Soixante emplois pourraient être perdus chez Dott d’ici à la fin de l’année en raison de l’interdiction des trottinettes électriques partagées votée aujourd’hui/jeudi par le gouvernement bruxellois, a alerté la CSC-ACV. Selon le syndicat, la majorité des travailleurs concernés sont peu qualifiés, ce qui rend difficile leur réinsertion sur le marché de l’emploi de la capitale, déjà sous tension.
Il s’agit d’une “décision brutale et socialement irresponsable, prise sans concertation suffisante, ni avec les partenaires sociaux, ni avec les employeurs du secteur”, dénonce la CSC-ACV.
“Aucune réelle alternative n’a été envisagée, alors même que des solutions existaient. Il est inacceptable que des décisions politiques aient pour effet direct de fragiliser des travailleurs déjà vulnérables.” Le syndicat s’étonne que les discussions engagées en avril avec le cabinet du ministre de la Mobilité à la demande de la FGTB et de la CSC afin d’intégrer le critère social dans les choix politiques aient été totalement ignorées. “Au lieu de cela, et contre toute attente, le gouvernement bruxellois a opté pour une solution radicale, sans tenir compte de ses conséquences sociales”, regrette la CSC.

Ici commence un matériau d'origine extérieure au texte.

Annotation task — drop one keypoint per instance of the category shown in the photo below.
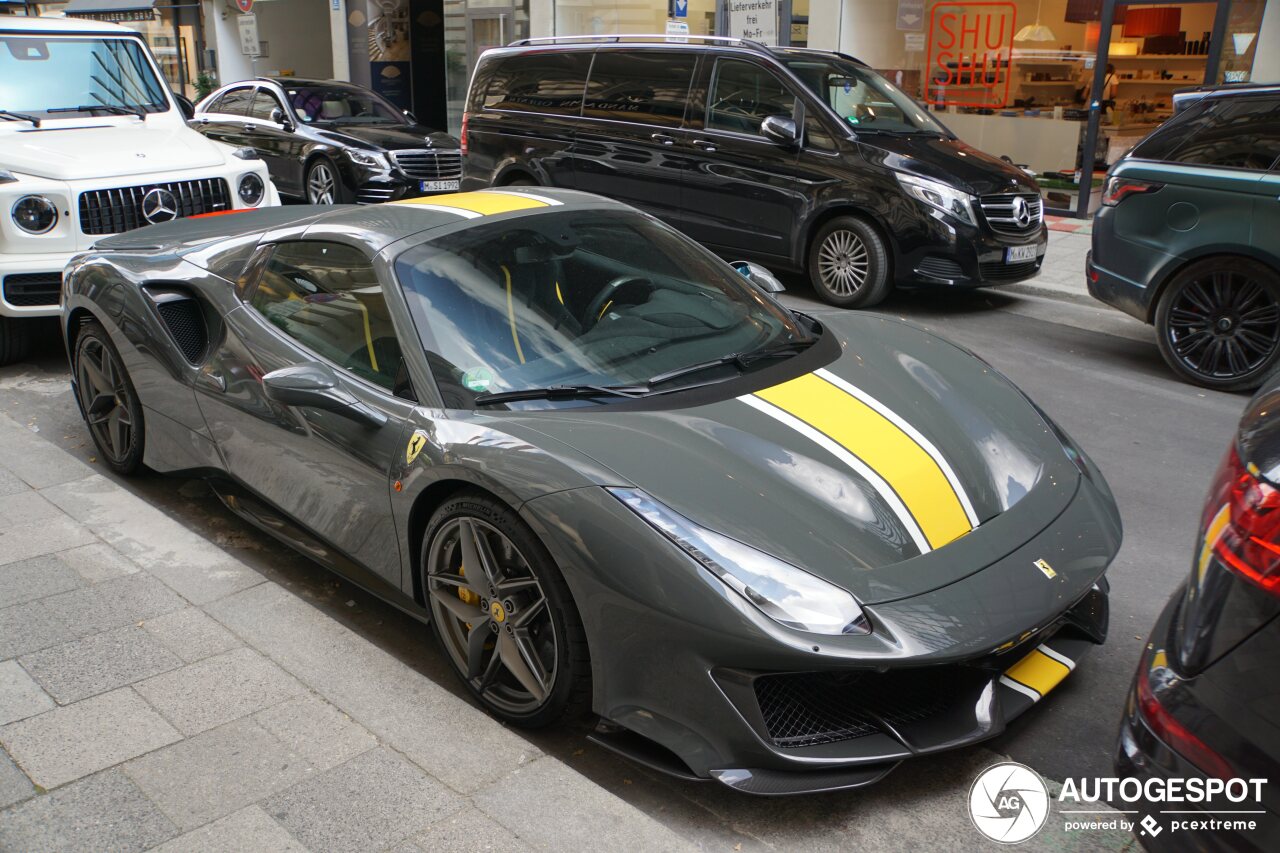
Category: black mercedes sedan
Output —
(1205, 702)
(332, 142)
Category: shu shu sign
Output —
(969, 50)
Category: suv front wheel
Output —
(1217, 323)
(849, 264)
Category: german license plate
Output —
(1018, 254)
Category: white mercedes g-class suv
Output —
(92, 142)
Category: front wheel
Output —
(503, 614)
(849, 263)
(1217, 323)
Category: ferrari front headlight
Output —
(782, 592)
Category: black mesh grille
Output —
(430, 164)
(940, 268)
(810, 708)
(187, 325)
(27, 290)
(997, 272)
(109, 211)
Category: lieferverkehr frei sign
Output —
(754, 19)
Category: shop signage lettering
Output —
(969, 50)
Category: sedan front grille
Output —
(810, 708)
(109, 211)
(28, 290)
(430, 164)
(1001, 213)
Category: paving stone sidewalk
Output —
(156, 693)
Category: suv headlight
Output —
(251, 188)
(938, 195)
(35, 214)
(369, 159)
(782, 592)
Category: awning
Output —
(112, 10)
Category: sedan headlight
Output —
(35, 214)
(782, 592)
(938, 195)
(369, 159)
(251, 188)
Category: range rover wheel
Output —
(108, 401)
(849, 264)
(14, 338)
(1217, 323)
(323, 185)
(503, 614)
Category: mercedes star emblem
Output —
(159, 205)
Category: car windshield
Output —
(863, 97)
(341, 105)
(51, 77)
(576, 299)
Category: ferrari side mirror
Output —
(315, 386)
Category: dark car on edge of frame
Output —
(1206, 699)
(1185, 238)
(800, 159)
(329, 142)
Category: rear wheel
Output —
(1217, 323)
(108, 401)
(503, 614)
(14, 338)
(849, 263)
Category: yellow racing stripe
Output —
(1038, 671)
(485, 204)
(881, 445)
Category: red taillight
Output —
(1169, 730)
(1242, 524)
(1120, 188)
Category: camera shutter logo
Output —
(1009, 802)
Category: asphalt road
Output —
(1156, 439)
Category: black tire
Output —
(16, 338)
(1217, 323)
(338, 192)
(108, 401)
(849, 263)
(570, 692)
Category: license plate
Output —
(1018, 254)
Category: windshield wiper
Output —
(560, 392)
(108, 108)
(19, 117)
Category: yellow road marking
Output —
(882, 446)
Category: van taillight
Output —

“On ne peut pas résoudre un problème de mobilité en créant un problème social majeur. Ce sont 60 travailleurs et leurs familles qui risquent de basculer dans l’incertitude”, commente Jamal El Yakoubi, secrétaire permanent ACV-CSC Brabant.
La CSC demande une concertation et la mise en place de solutions concrètes visant à préserver l’emploi et à accompagner les travailleurs concernés.